Allí interrumpí la exposición literaria de Córdoba, y comentamos un poco de cosas que no escribo aquí para no hacerme demasiado pesado con los lectores.
En la compañía de Diego Luis lo primero que se advierte en él es su innata simpatía; tiene charla amena e interesante que a ratos se tiñe de exquisito tinte humorístico. Para mí, Diego Luis es el chocoano que más se acerca al ingenio sabanero; cualquiera podría decir que Córdoba es un negro nacido en Bogotá, criado junto a Tomás Rueda Vargas, amigo temperamental de Klim y de Ximénez, nutrido con el repertorio del Runcho Ortega y Gonzalón.
Diego Luis Córdoba es el hombre más juicioso que he conocido; es un caballero que no fuma, ni bebe licores, ni juega, ni vive enfiestado, ni concurre a los cabarets.

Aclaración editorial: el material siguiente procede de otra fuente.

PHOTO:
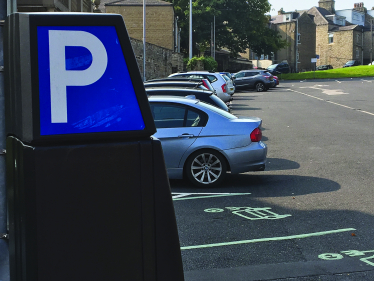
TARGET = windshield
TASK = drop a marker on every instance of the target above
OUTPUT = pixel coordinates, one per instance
(218, 110)
(273, 66)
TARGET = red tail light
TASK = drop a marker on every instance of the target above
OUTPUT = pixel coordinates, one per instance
(205, 84)
(256, 135)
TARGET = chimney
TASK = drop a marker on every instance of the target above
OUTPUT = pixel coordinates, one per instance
(329, 5)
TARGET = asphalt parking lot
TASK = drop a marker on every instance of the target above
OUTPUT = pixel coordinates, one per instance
(310, 214)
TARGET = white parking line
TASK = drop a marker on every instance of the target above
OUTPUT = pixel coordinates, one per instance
(342, 105)
(183, 196)
(299, 236)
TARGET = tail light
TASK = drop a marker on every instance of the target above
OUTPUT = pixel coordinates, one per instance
(205, 84)
(256, 135)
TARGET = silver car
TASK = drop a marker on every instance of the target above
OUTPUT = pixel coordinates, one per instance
(217, 81)
(201, 142)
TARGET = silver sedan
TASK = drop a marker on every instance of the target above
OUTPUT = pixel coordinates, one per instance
(202, 142)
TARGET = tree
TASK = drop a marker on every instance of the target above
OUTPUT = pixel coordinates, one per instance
(240, 24)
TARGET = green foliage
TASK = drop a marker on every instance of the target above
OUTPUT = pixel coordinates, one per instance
(209, 63)
(347, 72)
(240, 24)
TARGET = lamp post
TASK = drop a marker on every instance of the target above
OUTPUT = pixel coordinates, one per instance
(190, 45)
(144, 3)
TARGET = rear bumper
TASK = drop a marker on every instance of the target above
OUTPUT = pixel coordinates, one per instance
(248, 158)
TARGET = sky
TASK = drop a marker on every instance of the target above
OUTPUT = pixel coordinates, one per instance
(292, 5)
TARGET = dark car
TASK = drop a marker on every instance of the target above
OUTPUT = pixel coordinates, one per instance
(203, 95)
(282, 67)
(261, 80)
(324, 67)
(351, 63)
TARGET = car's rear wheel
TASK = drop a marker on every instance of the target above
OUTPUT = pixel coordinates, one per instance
(206, 168)
(260, 87)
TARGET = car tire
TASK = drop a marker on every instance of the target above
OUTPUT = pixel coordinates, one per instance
(260, 87)
(205, 168)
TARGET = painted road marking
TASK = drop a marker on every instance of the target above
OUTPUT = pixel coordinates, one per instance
(299, 236)
(342, 105)
(350, 253)
(328, 92)
(250, 213)
(183, 196)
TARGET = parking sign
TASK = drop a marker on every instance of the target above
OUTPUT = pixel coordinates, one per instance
(85, 82)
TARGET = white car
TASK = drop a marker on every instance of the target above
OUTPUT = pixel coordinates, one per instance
(229, 85)
(217, 81)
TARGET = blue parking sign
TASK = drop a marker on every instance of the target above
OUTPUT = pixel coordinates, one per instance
(84, 82)
(73, 77)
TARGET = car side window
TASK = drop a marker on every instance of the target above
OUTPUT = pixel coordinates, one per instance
(212, 78)
(176, 116)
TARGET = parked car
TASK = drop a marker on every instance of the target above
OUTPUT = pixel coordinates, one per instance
(261, 80)
(217, 81)
(205, 82)
(229, 85)
(201, 142)
(324, 67)
(175, 84)
(276, 81)
(278, 68)
(229, 74)
(351, 63)
(203, 95)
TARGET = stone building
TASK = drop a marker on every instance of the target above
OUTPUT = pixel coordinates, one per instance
(55, 6)
(337, 40)
(159, 20)
(299, 30)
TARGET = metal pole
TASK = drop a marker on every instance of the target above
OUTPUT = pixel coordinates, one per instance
(214, 37)
(211, 39)
(6, 7)
(190, 45)
(371, 37)
(176, 34)
(144, 27)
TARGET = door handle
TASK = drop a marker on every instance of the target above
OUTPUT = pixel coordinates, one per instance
(185, 136)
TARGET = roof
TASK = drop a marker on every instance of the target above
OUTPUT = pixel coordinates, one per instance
(320, 15)
(138, 3)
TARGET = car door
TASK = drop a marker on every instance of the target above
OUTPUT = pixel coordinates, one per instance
(240, 79)
(178, 127)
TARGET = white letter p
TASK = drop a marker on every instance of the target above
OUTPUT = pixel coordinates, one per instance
(60, 77)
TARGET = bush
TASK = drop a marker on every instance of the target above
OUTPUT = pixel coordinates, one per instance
(209, 63)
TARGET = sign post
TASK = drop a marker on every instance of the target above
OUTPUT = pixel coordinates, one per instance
(89, 197)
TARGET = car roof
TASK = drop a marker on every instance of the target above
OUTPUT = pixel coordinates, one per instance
(185, 100)
(188, 91)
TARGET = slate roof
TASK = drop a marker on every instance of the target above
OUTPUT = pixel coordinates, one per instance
(138, 3)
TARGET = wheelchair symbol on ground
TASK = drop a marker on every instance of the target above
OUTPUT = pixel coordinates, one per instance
(250, 213)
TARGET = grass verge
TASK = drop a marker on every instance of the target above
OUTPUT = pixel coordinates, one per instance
(348, 72)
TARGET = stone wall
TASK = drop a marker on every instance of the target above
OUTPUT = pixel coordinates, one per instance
(159, 22)
(307, 44)
(341, 50)
(160, 62)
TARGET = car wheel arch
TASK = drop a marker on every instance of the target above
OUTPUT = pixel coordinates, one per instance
(200, 149)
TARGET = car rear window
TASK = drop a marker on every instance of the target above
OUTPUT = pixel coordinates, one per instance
(218, 110)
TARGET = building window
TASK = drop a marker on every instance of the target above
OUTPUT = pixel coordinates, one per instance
(331, 38)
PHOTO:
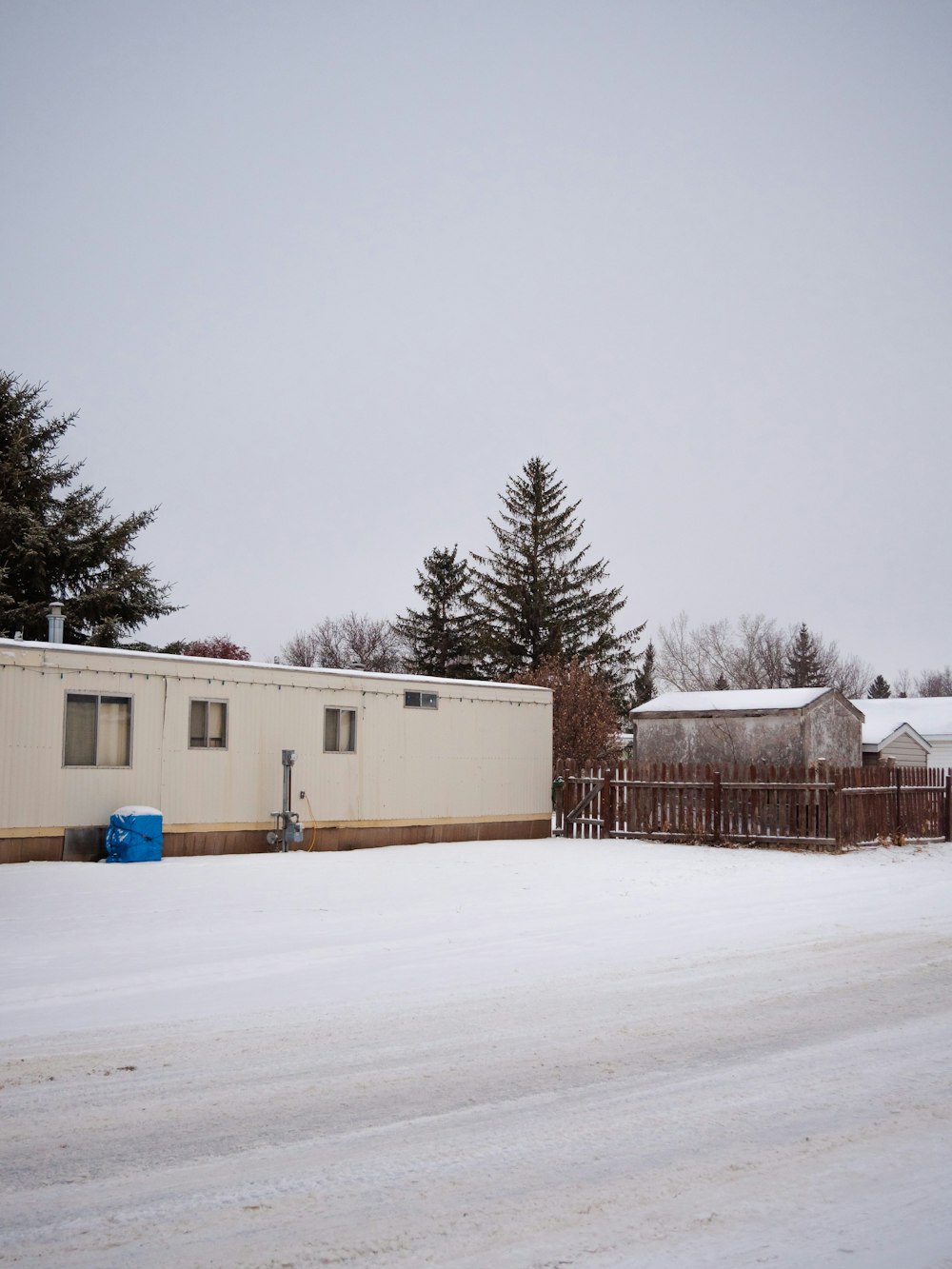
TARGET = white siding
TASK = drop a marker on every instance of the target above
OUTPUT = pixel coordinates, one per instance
(905, 751)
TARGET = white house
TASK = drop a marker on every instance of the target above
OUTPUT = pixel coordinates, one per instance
(380, 759)
(927, 740)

Amigo del dinero, para él no pasa inadvertido un negocio fructífero; si le toca disputar alguna suma, ve la manera de ganar el pleito, no se resigna a esperar en su casa el veredicto del juez. Hoy por hoy, Córdoba dizque es uno de los chocoanos acomodados. Se dice que tiene plata depositada en bancos; eso, sin contar un feudo que está adelantando en la carretera Quibdó-Bolívar, ni su sueldo de representante, ni las entradas por concepto de oficina, trabajos extras y minas de Neguá.
Es muy económico pero no ahorra un centavo del cual se pueda aprovechar para su comodidad; viaja en avión o en autoferro, vive en buenos hoteles, usa paño fino, medias de seda, corbatas de raso, estilógrafo Parker 51; come bien; asiste al Teatro de Colón de Bogotá y al María Victoria de Medellín; sale a tierra caliente, se baña en piscina; toma tinto antes de pisar el suelo. Lo que él no hace es gastar dinero innecesariamente; trata sí de adquirirlo porque sus convicciones ideológicas y la vida diaria le exigen libertad económica, la cual está obteniendo mediante su propio trabajo.
Muchos quieren decir que Diego Luis no es generoso, pero cometen un error. Su bondad consiste en servir a tiempo, ayudando al necesitado cuando realmente el apoyo le es indispensable. Y para no alargar más esto, les deseo felicidades y aprenderse los versos de Jorge Artel: “El pueblo te quiere a ti Diego Lui”.